In un panorama in cui lo spettatore si trova a richiedere esperienze di intrattenimento sempre nuove, la cooperazione tra settori diversi dell’industria mediale è una realtà tutt’altro che superata. L’epoca che vivivamo è forse il punto massimo della convergenza mai raggiunto, in cui i pubblici connessi e la cultura

partecipativa (termine che con la convergenza ha uno stretto rapporto di

subalternità) sono tutt’altro che superati, anzi.

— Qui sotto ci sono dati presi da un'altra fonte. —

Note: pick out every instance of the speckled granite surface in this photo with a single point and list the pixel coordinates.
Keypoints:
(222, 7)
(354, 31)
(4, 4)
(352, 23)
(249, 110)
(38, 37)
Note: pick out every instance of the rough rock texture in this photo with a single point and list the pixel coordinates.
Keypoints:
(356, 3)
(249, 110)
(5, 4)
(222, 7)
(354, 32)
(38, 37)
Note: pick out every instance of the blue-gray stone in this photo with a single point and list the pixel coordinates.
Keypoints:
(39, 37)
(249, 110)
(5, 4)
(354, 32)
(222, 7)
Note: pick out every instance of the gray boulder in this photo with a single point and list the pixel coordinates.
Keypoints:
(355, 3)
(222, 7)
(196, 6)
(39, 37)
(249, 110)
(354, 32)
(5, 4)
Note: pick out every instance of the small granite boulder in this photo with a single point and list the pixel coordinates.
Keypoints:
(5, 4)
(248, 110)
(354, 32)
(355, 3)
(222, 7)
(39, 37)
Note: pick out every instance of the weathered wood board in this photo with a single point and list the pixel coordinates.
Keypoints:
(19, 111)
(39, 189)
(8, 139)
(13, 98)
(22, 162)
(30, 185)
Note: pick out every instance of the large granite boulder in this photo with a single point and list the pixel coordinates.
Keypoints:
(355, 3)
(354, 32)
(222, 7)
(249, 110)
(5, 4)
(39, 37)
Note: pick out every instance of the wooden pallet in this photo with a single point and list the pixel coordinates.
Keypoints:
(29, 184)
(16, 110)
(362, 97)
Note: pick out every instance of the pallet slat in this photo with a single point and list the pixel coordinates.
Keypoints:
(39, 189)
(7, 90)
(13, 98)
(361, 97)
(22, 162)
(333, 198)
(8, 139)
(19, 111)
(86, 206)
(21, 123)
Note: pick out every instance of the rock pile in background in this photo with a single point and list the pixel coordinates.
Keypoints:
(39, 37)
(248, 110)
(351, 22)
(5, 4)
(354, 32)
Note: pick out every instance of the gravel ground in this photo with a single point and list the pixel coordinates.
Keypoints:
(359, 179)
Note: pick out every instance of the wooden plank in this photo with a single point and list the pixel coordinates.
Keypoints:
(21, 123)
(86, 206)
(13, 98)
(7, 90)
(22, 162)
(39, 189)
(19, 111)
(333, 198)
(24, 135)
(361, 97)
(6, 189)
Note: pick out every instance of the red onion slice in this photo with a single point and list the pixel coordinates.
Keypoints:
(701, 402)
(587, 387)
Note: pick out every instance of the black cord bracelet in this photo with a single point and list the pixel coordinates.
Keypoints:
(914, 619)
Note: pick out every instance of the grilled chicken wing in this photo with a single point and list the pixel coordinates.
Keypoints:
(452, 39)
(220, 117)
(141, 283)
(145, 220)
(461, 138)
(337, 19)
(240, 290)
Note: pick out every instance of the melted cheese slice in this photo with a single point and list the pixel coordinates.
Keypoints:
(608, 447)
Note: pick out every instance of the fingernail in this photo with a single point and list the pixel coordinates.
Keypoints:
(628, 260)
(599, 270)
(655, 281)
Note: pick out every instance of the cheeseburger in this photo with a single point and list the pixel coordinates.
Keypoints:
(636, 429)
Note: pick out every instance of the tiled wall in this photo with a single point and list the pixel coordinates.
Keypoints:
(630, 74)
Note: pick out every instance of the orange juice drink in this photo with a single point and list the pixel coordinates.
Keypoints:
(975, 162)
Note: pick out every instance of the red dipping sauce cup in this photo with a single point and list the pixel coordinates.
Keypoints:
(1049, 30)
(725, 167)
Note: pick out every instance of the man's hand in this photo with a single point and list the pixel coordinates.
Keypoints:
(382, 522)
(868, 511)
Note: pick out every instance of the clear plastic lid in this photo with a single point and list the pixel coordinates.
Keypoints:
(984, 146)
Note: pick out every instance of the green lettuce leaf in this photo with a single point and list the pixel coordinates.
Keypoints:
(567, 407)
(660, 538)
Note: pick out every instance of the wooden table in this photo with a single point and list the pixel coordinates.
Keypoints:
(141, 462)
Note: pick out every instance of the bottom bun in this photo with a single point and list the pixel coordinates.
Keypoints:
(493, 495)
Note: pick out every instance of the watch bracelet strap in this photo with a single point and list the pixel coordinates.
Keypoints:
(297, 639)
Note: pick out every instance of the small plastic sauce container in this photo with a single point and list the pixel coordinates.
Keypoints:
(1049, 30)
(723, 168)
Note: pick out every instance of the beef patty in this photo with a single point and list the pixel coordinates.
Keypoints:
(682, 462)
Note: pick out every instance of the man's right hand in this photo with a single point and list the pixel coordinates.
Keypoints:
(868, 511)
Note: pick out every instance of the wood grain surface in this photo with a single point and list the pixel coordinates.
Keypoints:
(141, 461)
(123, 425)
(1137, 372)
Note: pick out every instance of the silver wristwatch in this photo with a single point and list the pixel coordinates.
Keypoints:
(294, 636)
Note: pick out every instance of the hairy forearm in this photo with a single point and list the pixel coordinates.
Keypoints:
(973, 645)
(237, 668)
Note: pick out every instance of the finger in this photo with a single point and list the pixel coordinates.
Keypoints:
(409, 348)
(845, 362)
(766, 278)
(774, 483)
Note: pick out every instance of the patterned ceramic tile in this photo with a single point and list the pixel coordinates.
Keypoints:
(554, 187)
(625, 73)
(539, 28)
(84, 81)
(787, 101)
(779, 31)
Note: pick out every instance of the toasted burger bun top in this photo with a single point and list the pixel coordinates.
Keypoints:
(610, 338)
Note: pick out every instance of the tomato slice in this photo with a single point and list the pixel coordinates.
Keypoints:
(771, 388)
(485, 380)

Ciò che risulta curioso è che proprio nel momento in cui il fenomeno si trova nel suo lungo periodo di massima diffusione, il dibattito riguardo determinati fenomeni pare essersi cristallizzato, come se tutto fosse già stato detto e fosse complesso riuscire a spingersi oltre. C’è un elemento che è centrale nel discorso fatto fino ad ora ed è rappresentato dalla centralità acquisita dall’attività dello spettatore. Centralità che può svilupparsi in modi differenti e che ci porta all’aspetto forse più importante del discorso, ovvero il cambiamento nella produzione e nella circolazione dei contenuti dei media dall’avvento di una certa cultura partecipativa.

Che tipo di lavoro incontriamo quando analizziamo opere in cui sono i fruitori stessi ad essere parte del processo produttivo? Che tipo di testo filmico affrontiamo in quel caso? Come cambia la narrazione quando si confronta con tipologie di narrazioni convergenti? Quanto influiscono i social media – citati in maniera incidentale da Jenkins nella propria opera – sui processi di costruzione di franchise filmici? Di che tipo di esperienza di visione parliamo quando abbiamo a che fare con proiezioni fugaci, fruite su schermi multiformi e fuggevoli come

quelli dei cellulari che teniamo fra le mani? Quali forme nuove nascono dal migrare di forme ed immagini, appartenenti a mondi culturali differenti, sotto lo stesso comune denominatore?

Sono solo una parte delle domande che sono state fatte e dovremmo continuare a farci per provare a rilanciare ulteriormente il discorso riguardante la convergenza nel secolo in corso. Ricordandoci che abbiamo a che fare con un fenomeno di massa e che è tale fenomeno è divenuto inscindibile dallo sviluppo dei fenomeni sociali e social che sembrano aver preso una certa centralità nell’analisi dei bisogni e della risposta dei consumatori rispetto all’elemento filmico. Quel che è certo è che ci troviamo difronte a domande ampia e che necessitano di analisi particolari per ogni interrogativo, ma la convergenza è tutt’altro che finita.